Yesterday, we got three animals, today we need another four.
That's the maximum we can move at a time.
They'll come in form of two cow-calf combinations.
The chopper's out at the moment, they've been flying for about half an hour, looking for one of those cow-calf combinations.
So we're just all standing by here, waiting for that radio call.
So far, they have gone for single animals.
Now, they are dealing with two at a time, a mother and a baby.
This female has been chosen because her calf is 18 months and old enough to be airlifted.
They must be darted together if they are to maintain the bond between mother and calf.
Once the darts are in, they scramble to reach them.
They blindfold them and plug their ears to dull their senses during the flight.
The mother flies first.
She must not be separated from her calf for long.
A visitor has arrived to witness mother and baby fly in, and Bom has joined him to see the flight for the very first time.

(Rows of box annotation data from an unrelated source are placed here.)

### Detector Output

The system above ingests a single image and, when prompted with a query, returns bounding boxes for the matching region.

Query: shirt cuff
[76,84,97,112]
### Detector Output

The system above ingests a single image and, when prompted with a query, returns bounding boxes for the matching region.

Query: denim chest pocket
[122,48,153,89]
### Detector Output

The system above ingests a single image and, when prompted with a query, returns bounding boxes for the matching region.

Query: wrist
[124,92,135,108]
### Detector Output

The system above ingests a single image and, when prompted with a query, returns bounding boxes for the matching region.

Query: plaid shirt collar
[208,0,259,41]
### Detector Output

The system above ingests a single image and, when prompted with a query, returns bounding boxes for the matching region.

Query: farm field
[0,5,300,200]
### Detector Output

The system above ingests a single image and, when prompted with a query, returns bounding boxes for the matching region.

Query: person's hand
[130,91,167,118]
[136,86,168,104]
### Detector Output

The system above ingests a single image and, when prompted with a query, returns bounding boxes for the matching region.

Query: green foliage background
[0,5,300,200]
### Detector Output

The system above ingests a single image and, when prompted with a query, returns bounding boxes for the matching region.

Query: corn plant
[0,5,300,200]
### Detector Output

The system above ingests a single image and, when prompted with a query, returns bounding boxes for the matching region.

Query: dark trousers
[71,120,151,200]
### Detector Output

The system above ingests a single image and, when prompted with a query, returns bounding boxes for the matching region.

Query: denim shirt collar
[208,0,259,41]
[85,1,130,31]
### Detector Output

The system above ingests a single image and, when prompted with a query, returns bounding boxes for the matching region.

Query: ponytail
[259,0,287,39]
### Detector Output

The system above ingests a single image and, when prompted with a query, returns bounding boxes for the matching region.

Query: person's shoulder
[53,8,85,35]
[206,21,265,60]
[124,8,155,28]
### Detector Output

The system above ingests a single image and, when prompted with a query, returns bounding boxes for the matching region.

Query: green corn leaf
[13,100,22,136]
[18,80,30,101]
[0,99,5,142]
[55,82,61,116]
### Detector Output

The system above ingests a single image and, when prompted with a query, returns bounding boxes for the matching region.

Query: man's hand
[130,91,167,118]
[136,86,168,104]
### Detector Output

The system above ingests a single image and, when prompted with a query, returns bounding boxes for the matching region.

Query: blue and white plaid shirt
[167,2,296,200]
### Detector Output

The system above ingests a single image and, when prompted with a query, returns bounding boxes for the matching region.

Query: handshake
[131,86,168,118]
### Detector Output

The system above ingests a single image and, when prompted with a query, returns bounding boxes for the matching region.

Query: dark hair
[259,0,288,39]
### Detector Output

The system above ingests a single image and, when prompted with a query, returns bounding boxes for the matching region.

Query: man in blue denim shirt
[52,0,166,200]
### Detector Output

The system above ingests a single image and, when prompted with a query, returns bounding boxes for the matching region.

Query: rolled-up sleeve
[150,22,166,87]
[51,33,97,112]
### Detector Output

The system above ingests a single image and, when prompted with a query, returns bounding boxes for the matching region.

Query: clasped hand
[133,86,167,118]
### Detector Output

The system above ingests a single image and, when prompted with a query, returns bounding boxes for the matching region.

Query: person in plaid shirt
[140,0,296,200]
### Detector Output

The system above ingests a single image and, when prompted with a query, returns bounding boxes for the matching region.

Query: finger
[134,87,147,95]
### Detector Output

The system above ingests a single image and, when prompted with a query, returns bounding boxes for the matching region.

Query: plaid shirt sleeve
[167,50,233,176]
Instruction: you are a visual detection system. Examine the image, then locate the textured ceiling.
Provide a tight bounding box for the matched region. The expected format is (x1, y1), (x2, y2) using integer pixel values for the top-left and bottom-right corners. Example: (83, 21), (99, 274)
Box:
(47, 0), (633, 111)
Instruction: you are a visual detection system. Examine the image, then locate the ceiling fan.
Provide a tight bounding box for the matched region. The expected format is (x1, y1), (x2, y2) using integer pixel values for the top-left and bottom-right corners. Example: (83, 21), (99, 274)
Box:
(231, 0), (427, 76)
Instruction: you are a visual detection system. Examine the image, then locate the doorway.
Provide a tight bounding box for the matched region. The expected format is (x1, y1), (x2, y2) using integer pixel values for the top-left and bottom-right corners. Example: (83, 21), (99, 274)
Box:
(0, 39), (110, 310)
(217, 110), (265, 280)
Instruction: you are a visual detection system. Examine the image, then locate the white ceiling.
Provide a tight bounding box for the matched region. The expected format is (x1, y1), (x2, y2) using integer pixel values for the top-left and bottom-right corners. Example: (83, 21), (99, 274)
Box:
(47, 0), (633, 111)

Ian Player might have been the first to move rhino in this reserve, but he's never seen anything like this before.
What a sight.
I had to stop myself from weeping when I saw that, I must say.
I mean it That's an incredible sight, that's human ingenuity at its best.
It's also a first for Bom.
THEY SPEAK IN ZULU Go well, go well.
Most amazing, you feel the hair on them.
With Mum delivered safely, the helicopter returns to collect her calf, and the final flight of the rhino is made.
It's a great thing to watch.
It really is, and at the end of the day, the outcome is rhino conservation, particularly black rhino conservation, which is It's feel-good stuff.
Their new home is a secret location somewhere in Zululand.
It's a three-hour road trip away and they must get there before sunset.
Getting their precious cargo out of the crates can be the trickiest part of the operation.
It's time to release the mother and calf.
OK.
All right, we'll do it.
She's still a bit Mum goes first.
The only way to get a rhino out of the crate is to walk her out.
She is sedated so she can be reunited with her calf.
And it's turning out to be the most dangerous part of the operation.
Dave suddenly realises he has met the mother before.
I know this animal.
We used to call her Snotty, because she hung around the bomas near the trails camp, and the trails guys would sleep in their tents and listen to this sniffling beast around their tents.
So it's amazing, it's likea reunion.
Now it's time to give them space, whilst the entire area is cleared of trucks and people.
They can only watch from a distance.
They make sure the calf wakes up first so he can remain with his mother.
This is the start of a whole new life for this mother and calf in a wild and secret part of Zululand that has not seen black rhinos for over 100 years.
Moving those animals, watching them get up in their new home, knowing it's going to be a new founder population, it's a great feeling and, yeah, it really is the highlight of the year for me.
Back in iMfolozi, there is one person who might miss them.
Luckily, Bom still has enough black rhino to keep him on his toes.